Over the past year, wind and solar power have come under relentless attacks that are often misleading — or outright false — from front groups for the petroleum industry and its enablers in the Trump administration. In order to keep profiting from oil, gas and coal, these groups have poured hundreds of millions into lobbying, campaign contributions and public relations. Fossil fuel interests have launched disinformation campaigns to try to stop or delay offshore wind.
But South Fork Wind, built in large part in Connecticut and located less than 20 miles from Block Island, has proven itself for more than a year, powering 70,000 homes and businesses on Long Island with a dozen turbines. Over the course of 2025, South Fork provided electricity on 99% of all days and across 92% of all hours. Vineyard Wind, which just completed construction and is already providing power to more than 300,000 homes and businesses, produced electricity seamlessly through this winter’s heavy snows and winds at a fraction of the cost the power grid was forced to pay for fossil fuels during peak hours.
Construction of Vineyard Wind’s 62 turbines in the waters off Massachusetts is now complete. In the coming weeks, the 804-megawatt project will power 400,000 homes and businesses. The project has created more than 3,700 jobs in New England and helped redevelop the port of New Bedford.
On March 13, Revolution Wind off Point Judith, R.I., delivered its first power to the grid and will eventually power 350,000 homes in Connecticut and Rhode Island. Revolution Wind has created more than 2,000 jobs and revitalized the port of New London, Conn.
South Fork, Vineyard Wind and Revolution are not only going to provide reliable homegrown energy and jobs to New England and New York, they will annually eliminate the production of more than 3 million tons of carbon fouling our air and damaging our climate by replacing fossil fuels. That’s the equivalent of taking more than 650,000 cars off the road.
Each of these wind projects is expected to affordably produce electricity from wind for the next 30 to 35 years with no supply problems in winter, no soaring costs for fuel thanks to war or trade feuds, no leaky pipelines and no pollution.
Despite the fossil fuel industry’s attempts to strangle clean energy, wind and solar are moving forward. Nationally, solar, wind and batteries dominate in the race to add new sources of electricity to affordably meet soaring demand. Solar is the cheapest and fastest growing source of energy in the U.S. and globally.
Wind helped keep our lights on this winter.

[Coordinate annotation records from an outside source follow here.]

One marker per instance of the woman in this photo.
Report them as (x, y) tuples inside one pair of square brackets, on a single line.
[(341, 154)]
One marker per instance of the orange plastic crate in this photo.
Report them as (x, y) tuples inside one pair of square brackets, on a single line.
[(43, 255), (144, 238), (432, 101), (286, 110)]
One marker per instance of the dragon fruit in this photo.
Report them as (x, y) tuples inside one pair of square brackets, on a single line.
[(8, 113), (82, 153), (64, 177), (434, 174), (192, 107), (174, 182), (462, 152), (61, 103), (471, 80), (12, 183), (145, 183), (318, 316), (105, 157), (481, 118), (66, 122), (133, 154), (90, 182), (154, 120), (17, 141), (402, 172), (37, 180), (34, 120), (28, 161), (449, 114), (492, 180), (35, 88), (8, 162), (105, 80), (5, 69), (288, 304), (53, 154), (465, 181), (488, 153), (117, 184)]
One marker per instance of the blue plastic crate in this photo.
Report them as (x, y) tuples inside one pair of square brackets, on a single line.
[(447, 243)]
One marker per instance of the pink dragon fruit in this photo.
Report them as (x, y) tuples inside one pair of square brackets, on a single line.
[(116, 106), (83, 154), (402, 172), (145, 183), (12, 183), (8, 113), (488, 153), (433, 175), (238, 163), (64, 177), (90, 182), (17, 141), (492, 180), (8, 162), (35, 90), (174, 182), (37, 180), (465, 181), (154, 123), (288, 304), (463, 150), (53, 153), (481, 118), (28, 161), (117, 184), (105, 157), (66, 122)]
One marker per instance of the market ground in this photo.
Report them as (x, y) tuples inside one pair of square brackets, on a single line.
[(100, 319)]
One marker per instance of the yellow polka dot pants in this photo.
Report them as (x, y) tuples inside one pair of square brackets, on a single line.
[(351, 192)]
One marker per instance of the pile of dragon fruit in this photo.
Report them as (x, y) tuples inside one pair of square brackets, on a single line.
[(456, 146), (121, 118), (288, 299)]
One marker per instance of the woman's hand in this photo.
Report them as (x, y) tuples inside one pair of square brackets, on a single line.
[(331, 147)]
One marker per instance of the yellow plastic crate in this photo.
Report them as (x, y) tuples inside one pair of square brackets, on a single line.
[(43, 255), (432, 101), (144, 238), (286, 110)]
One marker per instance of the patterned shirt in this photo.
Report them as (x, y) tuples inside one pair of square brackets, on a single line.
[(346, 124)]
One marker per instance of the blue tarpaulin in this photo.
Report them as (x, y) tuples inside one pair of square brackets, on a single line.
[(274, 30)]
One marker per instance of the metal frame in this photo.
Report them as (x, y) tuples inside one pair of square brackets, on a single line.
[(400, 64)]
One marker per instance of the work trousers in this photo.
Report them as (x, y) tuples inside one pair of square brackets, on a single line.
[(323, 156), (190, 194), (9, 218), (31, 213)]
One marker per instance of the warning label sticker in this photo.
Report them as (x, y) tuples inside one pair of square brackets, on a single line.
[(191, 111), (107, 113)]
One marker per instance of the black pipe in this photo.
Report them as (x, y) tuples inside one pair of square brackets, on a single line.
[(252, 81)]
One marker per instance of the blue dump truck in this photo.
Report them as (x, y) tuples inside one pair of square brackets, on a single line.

And during the heat wave that hit the region last summer, rooftop solar and batteries saved us from losing power — and saved consumers almost $20 million in fuel costs.
Not surprisingly, Trump and petroleum-funded lobbyists doubled-down on support for fossil fuels and opposition to wind projects over the last year. Unfortunately, closer to home, they’ve been joined by Gov. Kelly Ayotte, who has embraced an enormously expensive gas pipeline, vocally opposed offshore wind and signed legislation taking New Hampshire out of the race to create our own electricity from offshore wind without even knowing what offshore wind would cost the state.
That law removed the words “offshore wind” from the title of the state’s Office of Offshore Wind Industry Development and Energy Innovation and ended that office’s mandate to pursue offshore wind opportunities. It also killed two programs training workers for high paying offshore wind jobs and blocks any efforts to redevelop our ports to work on wind — the kinds of redevelopment that is creating thousands of high paying jobs in Rhode Island, Connecticut and Massachusetts.
New Hampshire should be turning its back on volatile, polluting fossil fuels like gas, which are exacerbating an affordability crisis for New Hampshire families and businesses. It should not be turning its back on jobs, homegrown energy or clean air — the affordable energy solutions of the future. It’s time for New Hampshire to get on the right track.
Tom Irwin is Conservation Law Foundation’s vice president for New Hampshire.